Authorities say that while the 33-year-old Nichols was in the Fulton County Courthouse last Friday for his rape retrial, he attacked a deputy and retrieved her gun from a lock box, then moved on to the courtroom and killed a judge and a court reporter. Authorities say he later murdered a deputy and a federal agent before surrendering.

While acknowledging missteps, Pennington told The Associated Press after the news conference that Nichols eluded capture for so long because of his inconspicuous behavior.

Pennington said Nichols hopped on a subway train shortly after the shootings and rode north about seven miles, to the Lenox Square Mall stop. Wearing a jacket he had allegedly stolen during the carjacking at the parking garage, he spent much of the day milling about in the streets around the mall. He did not apparently enter the mall, the chief said.

Nichols didn’t surface until about 13 hours after the morning shooting, when officers received a report of a couple assaulted near the Lenox Square train station by a man matching Nichols’ description.

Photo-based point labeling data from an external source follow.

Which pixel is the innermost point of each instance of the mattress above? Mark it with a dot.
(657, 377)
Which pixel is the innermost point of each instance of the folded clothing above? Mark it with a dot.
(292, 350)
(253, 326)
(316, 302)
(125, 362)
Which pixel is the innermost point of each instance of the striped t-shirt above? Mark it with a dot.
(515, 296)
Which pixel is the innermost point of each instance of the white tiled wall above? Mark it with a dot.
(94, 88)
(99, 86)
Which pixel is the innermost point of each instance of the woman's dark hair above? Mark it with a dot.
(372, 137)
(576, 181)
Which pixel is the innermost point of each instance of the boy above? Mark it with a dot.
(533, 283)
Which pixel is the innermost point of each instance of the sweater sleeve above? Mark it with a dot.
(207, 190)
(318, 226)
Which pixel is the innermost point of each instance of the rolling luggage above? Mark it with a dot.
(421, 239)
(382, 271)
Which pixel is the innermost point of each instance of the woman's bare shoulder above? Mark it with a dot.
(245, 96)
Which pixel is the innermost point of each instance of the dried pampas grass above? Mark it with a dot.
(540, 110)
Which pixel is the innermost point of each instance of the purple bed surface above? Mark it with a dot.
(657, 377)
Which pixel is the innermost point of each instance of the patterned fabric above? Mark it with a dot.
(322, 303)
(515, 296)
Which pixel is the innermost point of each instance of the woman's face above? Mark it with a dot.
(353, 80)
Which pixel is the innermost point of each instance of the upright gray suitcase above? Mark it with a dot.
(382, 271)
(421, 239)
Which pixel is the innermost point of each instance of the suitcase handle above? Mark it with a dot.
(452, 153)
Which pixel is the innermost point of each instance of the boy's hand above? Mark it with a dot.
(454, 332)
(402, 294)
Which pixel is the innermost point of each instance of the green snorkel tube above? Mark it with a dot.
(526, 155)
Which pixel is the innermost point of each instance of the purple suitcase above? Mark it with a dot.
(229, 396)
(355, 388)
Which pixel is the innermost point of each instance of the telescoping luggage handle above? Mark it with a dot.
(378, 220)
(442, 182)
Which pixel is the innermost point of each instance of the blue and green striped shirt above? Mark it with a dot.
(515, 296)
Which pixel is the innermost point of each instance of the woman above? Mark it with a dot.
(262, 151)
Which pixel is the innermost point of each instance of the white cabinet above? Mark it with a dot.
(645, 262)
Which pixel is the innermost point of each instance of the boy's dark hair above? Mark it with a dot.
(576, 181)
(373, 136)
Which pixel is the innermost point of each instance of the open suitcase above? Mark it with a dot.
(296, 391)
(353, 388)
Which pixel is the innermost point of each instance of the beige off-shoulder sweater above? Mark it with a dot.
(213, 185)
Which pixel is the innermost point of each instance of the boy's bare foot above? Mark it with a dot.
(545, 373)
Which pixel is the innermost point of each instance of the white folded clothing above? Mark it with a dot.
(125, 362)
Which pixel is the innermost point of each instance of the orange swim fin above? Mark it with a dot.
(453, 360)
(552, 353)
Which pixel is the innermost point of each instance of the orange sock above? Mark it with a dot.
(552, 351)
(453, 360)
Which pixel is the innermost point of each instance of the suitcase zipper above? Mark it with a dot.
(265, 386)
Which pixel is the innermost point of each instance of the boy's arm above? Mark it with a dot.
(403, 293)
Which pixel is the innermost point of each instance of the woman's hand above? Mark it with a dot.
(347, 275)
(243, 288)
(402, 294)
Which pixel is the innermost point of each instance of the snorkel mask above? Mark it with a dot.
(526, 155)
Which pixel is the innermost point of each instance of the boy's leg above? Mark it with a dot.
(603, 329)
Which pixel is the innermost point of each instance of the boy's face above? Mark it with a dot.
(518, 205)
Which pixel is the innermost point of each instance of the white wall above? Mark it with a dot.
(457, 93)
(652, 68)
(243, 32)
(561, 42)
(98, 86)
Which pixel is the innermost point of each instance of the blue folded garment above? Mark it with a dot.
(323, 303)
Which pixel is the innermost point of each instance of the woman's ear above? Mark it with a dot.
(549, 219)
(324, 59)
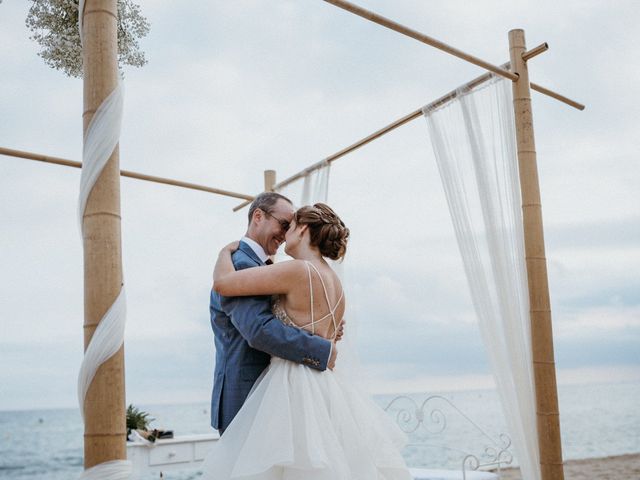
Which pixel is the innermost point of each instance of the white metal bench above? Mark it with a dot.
(425, 423)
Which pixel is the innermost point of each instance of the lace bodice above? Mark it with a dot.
(281, 314)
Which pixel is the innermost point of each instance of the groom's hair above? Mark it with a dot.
(265, 202)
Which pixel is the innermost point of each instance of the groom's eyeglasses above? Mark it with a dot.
(284, 224)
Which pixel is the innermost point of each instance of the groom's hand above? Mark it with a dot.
(331, 364)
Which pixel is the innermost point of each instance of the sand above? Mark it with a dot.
(623, 467)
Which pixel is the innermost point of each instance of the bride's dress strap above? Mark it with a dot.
(332, 310)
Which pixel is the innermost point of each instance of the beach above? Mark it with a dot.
(619, 467)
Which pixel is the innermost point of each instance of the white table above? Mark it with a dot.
(185, 452)
(188, 452)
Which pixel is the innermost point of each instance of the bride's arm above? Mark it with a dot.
(267, 280)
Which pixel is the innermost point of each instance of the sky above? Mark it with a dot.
(234, 88)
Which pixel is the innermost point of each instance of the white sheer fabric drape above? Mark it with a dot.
(473, 138)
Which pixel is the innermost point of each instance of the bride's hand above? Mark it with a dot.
(232, 247)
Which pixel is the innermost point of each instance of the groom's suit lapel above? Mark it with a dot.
(249, 251)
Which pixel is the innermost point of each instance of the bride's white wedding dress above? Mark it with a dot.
(302, 424)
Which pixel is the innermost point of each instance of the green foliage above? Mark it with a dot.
(54, 26)
(137, 420)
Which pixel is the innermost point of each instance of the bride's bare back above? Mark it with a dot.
(316, 305)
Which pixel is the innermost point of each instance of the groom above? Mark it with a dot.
(246, 333)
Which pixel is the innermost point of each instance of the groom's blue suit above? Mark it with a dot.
(246, 336)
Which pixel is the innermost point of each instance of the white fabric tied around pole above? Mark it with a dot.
(473, 139)
(100, 140)
(105, 342)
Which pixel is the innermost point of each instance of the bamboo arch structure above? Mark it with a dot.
(105, 437)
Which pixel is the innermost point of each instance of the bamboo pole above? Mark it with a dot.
(104, 432)
(123, 173)
(269, 180)
(421, 37)
(548, 418)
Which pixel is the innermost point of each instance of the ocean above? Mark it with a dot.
(596, 421)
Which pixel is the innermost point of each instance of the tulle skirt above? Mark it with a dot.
(299, 423)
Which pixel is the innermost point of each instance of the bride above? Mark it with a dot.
(301, 423)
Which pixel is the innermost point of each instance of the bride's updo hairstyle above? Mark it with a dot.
(326, 230)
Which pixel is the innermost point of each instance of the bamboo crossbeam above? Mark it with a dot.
(124, 173)
(421, 37)
(406, 119)
(534, 52)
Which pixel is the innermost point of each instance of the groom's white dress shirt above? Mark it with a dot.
(257, 249)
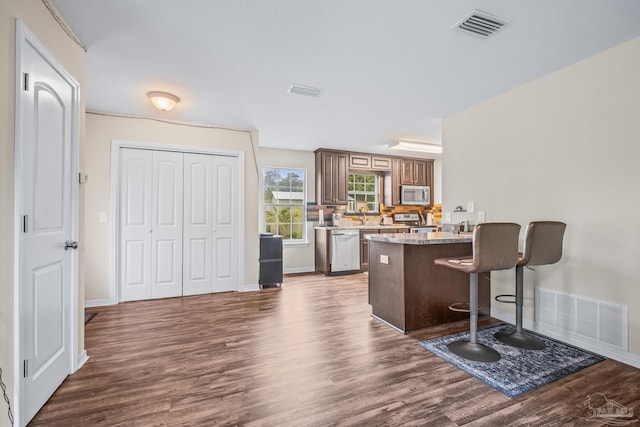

The police chief said authorities were looking into whether the birth of Nichols’ baby boy three days earlier had added to his stress from being jailed and on trial in a case where conviction could bring a life sentence.

“He probably did snap,” Pennington told AP. “He could have, after getting the deputy’s gun, just walked out of the courthouse. He didn’t do that.”

Pennington, who cut short a Mexico vacation when he learned of the shootings, noted that the sheriff’s department, not the police department, is responsible for courthouse security and running the jail.